No Pará, o TRE tem negociado com empresas para trocar embarcações com profundidade maiores por outras mais baixas. Há, ainda, a avaliação de contratação de transporte animal, já que em muitas regiões as embarcações não cumprem todo o trajeto. O tribunal também tem preocupação com o transporte aéreo, já que diversas regiões estão com limitação de voo em razão das fumaças. Por isso, há possibilidade de eliminação do uso de helicópteros e de trocas de aeronaves.
A maior quantidade de população afetada é no Amazonas. Todos os 62 municípios do estado estão em situação de emergência há um mês e em 58 a situação é mais crítica, o que pode afetar a eleição, afirma o governo do estado. Cerca de 560 mil pessoas estão sofrendo os efeitos da seca de maneira mais acentuada e o governo vem ampliando envio de ajuda humanitária.
As zonas eleitorais de “difícil acesso” foram mapeadas pelo TRE do Amazonas e incluídas no plano logístico especial, com uso de aviões em convênio entre TSE e a Defesa. O tribunal antecipou o envio de mesários, policiais e técnicos às regiões eleitorais e a entrega de urnas pode ocorrer até oito dias antes do pleito.
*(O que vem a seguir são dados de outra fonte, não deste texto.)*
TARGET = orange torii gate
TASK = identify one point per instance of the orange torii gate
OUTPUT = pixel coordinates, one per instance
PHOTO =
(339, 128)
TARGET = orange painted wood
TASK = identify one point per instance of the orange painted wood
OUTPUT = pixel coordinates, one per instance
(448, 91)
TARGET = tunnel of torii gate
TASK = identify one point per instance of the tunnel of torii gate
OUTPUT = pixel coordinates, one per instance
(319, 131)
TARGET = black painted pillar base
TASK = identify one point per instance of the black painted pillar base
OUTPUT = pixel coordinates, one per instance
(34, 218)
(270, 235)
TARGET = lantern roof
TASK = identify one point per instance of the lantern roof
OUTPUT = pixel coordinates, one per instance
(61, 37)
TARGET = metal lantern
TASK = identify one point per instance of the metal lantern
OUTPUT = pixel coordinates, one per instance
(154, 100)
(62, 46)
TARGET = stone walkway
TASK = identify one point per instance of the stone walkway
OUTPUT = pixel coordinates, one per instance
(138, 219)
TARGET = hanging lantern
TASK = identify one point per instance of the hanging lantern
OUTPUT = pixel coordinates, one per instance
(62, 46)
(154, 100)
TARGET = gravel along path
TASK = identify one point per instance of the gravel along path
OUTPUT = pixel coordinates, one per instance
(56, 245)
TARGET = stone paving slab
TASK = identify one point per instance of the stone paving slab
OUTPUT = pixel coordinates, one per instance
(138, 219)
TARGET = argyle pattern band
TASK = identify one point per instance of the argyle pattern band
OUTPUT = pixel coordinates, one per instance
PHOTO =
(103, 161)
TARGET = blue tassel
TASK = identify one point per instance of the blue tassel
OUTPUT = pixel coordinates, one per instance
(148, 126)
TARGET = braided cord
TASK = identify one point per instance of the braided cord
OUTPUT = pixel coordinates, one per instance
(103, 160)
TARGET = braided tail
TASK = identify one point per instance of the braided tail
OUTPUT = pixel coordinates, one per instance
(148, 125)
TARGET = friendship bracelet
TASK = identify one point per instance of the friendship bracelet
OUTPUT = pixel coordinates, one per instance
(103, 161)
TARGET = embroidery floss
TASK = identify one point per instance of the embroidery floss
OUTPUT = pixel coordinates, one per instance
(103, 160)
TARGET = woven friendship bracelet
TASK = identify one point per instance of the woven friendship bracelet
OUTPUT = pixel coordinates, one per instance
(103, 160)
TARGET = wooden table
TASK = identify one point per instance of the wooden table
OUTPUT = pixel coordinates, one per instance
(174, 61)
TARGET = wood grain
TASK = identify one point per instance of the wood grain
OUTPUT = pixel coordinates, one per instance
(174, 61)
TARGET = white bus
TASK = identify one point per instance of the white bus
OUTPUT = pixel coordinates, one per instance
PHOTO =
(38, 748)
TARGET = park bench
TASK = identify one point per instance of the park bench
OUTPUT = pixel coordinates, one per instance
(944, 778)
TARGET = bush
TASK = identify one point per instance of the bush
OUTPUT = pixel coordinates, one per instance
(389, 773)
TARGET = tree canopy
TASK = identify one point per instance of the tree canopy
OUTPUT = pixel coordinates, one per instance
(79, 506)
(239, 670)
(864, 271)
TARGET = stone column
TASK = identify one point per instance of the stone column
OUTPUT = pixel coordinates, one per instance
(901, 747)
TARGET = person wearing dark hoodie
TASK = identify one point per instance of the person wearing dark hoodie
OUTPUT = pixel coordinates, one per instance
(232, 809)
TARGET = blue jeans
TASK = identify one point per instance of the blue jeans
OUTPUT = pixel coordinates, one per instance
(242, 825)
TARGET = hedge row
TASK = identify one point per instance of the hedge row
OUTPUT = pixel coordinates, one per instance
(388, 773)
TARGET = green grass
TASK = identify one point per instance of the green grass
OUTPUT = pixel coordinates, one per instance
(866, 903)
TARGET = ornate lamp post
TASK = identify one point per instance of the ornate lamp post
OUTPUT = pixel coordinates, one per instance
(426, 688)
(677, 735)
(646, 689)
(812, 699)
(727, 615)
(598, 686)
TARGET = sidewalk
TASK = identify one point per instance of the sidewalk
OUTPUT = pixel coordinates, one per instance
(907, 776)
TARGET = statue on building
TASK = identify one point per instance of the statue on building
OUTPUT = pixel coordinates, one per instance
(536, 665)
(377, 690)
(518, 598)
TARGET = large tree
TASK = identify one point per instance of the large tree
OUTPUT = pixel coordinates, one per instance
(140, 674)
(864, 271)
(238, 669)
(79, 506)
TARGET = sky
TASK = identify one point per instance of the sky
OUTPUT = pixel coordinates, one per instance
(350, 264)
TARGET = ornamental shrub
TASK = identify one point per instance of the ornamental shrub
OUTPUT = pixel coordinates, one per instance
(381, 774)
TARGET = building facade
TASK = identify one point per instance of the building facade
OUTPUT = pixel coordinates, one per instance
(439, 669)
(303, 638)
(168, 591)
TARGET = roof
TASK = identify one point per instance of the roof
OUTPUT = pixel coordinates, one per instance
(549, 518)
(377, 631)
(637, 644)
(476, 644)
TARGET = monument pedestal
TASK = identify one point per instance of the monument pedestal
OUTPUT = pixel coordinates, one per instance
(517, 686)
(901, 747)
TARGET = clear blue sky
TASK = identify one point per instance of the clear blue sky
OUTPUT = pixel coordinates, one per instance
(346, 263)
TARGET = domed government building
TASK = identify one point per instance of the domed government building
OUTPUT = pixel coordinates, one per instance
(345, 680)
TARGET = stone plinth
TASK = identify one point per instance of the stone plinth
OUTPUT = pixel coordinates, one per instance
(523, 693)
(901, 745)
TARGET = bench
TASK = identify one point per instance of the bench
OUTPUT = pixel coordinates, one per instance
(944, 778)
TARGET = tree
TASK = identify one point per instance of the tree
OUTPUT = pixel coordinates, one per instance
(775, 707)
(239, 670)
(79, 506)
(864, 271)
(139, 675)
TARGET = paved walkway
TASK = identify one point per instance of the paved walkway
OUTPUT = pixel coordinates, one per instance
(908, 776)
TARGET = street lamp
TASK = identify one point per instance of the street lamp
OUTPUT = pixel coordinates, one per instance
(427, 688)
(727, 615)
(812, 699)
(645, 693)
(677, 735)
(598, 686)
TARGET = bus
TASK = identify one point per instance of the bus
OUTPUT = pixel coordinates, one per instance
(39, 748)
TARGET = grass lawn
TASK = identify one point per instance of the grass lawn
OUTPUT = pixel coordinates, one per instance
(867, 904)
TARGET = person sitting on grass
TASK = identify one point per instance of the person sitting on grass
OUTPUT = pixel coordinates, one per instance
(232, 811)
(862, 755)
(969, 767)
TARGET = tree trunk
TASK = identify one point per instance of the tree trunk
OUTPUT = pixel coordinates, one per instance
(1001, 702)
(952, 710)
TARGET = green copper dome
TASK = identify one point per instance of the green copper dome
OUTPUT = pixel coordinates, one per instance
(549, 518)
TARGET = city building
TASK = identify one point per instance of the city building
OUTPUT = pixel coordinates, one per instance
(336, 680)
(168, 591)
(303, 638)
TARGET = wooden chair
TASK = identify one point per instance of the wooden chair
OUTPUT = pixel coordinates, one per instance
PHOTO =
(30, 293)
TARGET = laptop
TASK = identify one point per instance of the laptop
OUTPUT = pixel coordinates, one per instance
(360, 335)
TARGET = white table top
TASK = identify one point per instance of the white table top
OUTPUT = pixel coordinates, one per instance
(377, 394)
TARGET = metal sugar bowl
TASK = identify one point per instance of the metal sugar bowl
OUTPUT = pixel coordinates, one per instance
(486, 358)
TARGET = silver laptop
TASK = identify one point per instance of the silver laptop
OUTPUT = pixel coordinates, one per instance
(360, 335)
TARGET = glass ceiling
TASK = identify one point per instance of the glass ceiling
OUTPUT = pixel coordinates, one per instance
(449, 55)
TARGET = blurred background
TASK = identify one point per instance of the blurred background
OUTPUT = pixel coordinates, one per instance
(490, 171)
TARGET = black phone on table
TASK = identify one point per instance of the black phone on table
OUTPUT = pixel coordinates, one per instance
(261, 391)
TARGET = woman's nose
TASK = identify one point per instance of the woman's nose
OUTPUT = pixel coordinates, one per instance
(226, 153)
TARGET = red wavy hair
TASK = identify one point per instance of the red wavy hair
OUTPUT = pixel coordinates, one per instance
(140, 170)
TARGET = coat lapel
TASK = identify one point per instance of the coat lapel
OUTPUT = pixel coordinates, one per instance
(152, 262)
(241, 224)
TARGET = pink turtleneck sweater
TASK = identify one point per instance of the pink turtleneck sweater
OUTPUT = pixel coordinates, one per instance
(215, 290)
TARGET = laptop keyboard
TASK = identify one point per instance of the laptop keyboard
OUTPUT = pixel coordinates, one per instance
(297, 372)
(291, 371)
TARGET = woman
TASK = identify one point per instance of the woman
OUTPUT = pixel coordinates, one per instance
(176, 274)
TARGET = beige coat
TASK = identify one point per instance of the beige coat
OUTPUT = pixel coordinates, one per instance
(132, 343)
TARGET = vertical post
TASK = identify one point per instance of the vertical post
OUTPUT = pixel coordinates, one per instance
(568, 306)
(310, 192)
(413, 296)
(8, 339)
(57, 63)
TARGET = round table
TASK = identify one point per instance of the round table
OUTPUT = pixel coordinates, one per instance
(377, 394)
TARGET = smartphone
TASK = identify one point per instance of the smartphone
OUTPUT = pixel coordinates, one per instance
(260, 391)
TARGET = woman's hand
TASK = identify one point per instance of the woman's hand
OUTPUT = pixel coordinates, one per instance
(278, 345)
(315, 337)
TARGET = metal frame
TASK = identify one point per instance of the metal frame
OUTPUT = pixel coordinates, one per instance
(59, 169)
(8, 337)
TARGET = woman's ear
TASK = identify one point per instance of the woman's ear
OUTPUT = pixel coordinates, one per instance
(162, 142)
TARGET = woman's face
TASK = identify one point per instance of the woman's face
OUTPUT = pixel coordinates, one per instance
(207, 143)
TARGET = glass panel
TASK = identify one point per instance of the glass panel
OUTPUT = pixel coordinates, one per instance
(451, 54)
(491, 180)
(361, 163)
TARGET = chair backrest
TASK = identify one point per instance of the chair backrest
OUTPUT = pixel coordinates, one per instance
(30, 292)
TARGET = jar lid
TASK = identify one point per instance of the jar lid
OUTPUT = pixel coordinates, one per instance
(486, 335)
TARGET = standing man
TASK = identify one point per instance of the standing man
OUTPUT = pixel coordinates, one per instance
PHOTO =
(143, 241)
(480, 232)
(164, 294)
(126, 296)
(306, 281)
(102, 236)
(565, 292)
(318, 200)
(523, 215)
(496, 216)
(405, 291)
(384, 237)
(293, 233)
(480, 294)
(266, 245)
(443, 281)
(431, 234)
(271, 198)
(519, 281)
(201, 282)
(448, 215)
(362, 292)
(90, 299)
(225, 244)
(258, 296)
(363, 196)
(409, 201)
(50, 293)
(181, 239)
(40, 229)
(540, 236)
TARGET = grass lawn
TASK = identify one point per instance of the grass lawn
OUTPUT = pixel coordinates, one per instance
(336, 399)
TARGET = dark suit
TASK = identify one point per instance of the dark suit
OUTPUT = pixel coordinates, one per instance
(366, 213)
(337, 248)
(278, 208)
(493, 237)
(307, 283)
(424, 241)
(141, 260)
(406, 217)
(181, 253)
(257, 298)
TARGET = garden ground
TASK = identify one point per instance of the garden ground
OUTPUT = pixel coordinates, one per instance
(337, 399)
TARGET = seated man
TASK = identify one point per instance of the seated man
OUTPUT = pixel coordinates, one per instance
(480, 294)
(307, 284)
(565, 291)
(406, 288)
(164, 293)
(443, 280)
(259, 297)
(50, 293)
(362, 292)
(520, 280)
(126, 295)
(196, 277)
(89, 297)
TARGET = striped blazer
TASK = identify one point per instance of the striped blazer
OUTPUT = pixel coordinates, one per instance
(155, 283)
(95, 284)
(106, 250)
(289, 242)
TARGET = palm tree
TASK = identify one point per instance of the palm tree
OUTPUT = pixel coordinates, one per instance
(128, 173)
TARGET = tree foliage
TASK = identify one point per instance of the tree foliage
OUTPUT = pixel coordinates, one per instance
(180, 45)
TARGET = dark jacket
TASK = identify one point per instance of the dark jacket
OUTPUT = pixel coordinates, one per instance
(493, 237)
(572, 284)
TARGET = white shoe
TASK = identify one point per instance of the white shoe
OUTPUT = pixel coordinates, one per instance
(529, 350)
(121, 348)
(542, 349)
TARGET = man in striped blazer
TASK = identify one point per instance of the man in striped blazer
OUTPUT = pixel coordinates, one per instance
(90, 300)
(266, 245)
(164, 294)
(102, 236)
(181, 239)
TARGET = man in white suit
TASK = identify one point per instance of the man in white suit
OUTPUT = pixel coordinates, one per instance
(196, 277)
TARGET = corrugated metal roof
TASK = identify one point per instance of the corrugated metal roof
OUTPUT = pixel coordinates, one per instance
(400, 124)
Segundo o governador do Amazonas, Wilson Lima (União), o estado busca soluções para garantir o acesso dos eleitores aos locais de cotação:
“Desde janeiro de 2024, iniciamos conversas com as prefeituras, governo federal, poderes Legislativos e Judiciário, representantes da indústria e comércio para informar sobre os prognósticos que tínhamos e também estabelecer ações de mitigação”.
Em Rondônia, Luiz Alves será um dos barqueiros responsáveis pelo transporte das urnas recolhidas em Porto Velho e levadas a povoados ao longo do Rio Madeira. Ontem, o TRE determinou que a viagem será feita com um dia de antecedência, como precaução. A viagem de Alves deve durar 10 horas, cerca de duas horas a mais que o normal, já que a velocidade precisa ser reduzida em níveis d’água mais baixos.
Procurado, o TRE de Tocantins não retornou o contato.
Ministra se preocupa
Em visita a Manaus, a presidente do Tribunal Superior Eleitoral (TSE), ministra Cármen Lúcia, demonstrou preocupação com o acesso de eleitores às urnas e pediu atenção especial à Justiça Eleitoral. No mês passado, ela já havia afirmado que a situação vinha lhe “tirando o sono”:
“Eu consigo garantir a chegada das urnas aos locais com segurança (…). Mas o receio é como o eleitor vai chegar”.
Na Amazônia, os rios são a principal forma de navegação, por isso a estiagem é capaz de deixar comunidades isoladas. Segundo o MapBiomas Água, a perda de superfície de água na Amazônia neste ano já chegou a 1,7 milhão de hectares, atingindo 558 municípios.
“Nosso estudo apontou que 75% da perda de superfície de água em 2023 ocorreu a 25km das pequenas cidades e vilarejos. Em 2024, a seca chegou dois meses mais cedo”, afirma Carlos Moreira, coordenador do MapBiomas.
Na comunidade Amador, em Óbidos (PA), a pescadora Josana Pinto diz que os barcos só chegam a até 1,5 quilômetro do povoado, em função da baixa do Rio Amazonas. Portanto, ela diz que esse trajeto final terá que ser feito a pé, carregando as urnas.
Os eleitores também sofrerão. Parte das 35 famílias que vivem no Amador vota em Januária, e precisam andar o trajeto a pé até o barco no Rio Amazonas. A outra parte consegue pegar barcos menores na própria comunidade e ir em outra direção, para votar em Auerana. Ela ainda se preocupa com a população que deixou a comunidade durante esse período de seca.
“Tem gente que acho que vai deixar de votar. Com a seca, algumas pessoas foram passar temporada na cidade, preocupados com a falta de água potável — explica Josana, que recorre ao filtro para usar água das poças que sobraram”.